Tri-domain proteins 27 alleviates ischemia-reperfusion injury-induced acute kidney injury by promoting Gli-like transcription factor 1 expression via the inhibition of polycomb repressive complex 2 activity

Dedifferentiated renal tubular epithelial cell (RTEC) proliferation contributes to renal repair following acute kidney injury (AKI) induced by renal ischemia-reperfusion (I/R) injury (RIRI). However, the fundamental mechanism underlying RTEC dedifferentiation remains unclear. An animal model of RIRI-induced AKI was established using I/R, and H₂O₂-treated murine (m) RTECs were used as the cell injury model.

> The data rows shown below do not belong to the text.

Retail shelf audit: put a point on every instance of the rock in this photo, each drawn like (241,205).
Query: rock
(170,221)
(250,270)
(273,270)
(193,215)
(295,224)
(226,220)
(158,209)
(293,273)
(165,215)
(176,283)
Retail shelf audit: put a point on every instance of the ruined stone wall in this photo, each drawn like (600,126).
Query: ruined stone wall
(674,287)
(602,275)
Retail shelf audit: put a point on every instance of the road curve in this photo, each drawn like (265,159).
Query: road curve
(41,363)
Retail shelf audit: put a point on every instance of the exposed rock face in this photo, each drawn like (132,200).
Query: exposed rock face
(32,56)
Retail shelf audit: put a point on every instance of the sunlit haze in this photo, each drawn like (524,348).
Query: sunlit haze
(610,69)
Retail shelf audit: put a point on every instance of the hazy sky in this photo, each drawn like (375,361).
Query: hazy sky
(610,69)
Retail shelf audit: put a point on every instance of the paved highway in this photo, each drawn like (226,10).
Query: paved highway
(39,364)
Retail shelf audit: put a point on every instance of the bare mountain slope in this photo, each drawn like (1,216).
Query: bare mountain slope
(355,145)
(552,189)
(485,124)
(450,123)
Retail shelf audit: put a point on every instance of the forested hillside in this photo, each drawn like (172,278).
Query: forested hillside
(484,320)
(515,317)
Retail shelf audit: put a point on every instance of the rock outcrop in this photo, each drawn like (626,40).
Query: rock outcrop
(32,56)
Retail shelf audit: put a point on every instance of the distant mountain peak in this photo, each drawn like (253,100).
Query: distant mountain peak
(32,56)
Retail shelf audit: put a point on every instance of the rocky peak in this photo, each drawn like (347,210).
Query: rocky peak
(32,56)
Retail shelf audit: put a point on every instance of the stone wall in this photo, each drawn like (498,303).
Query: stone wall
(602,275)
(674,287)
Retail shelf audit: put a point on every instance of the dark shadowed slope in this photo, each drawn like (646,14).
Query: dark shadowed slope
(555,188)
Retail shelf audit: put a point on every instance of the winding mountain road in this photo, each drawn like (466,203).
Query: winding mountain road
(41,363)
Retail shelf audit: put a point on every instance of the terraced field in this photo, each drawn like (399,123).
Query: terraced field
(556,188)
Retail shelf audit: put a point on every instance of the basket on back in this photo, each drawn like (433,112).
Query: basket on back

Pathological changes were assessed by hematoxylin and eosin and periodic acid–Schiff stain staining. Cell viability and migration were assessed using the cell counting kit-8 and wound healing assays, respectively. Apoptosis was examined using flow cytometry. Molecular interactions were investigated using coimmunoprecipitation and chromatin IP assays. Tri-domain proteins 27 (TRIM27) expression was reduced in RIRI mice and H₂O₂-treated mouse renal tubular epithelial cells (mRTECs). TRIM27 overexpression enhanced mRTECs dedifferentiation, proliferation, and migration while inhibiting apoptosis. Mechanistically, TRIM27 reduced polycomb repressive complex 2 (PRC2) activity in mRTECs through the mediation of Enhancer of zeste homolog 2 ubiquitination. Further, PRC2 reduced Gli-like transcription factor 1 (GLIS1) expression in mRTECs by regulating Histone H3 trimethylated at lysine 27 and DNA methylation. TRIM27 overexpression ameliorated RIRI-induced AKI in mice by enhancing mRTEC dedifferentiation. TRIM27 upregulation alleviates RIRI-induced AKI by reducing GLIS1 DNA methylation and promoting GLIS1 expression by inhibiting PRC2 activity.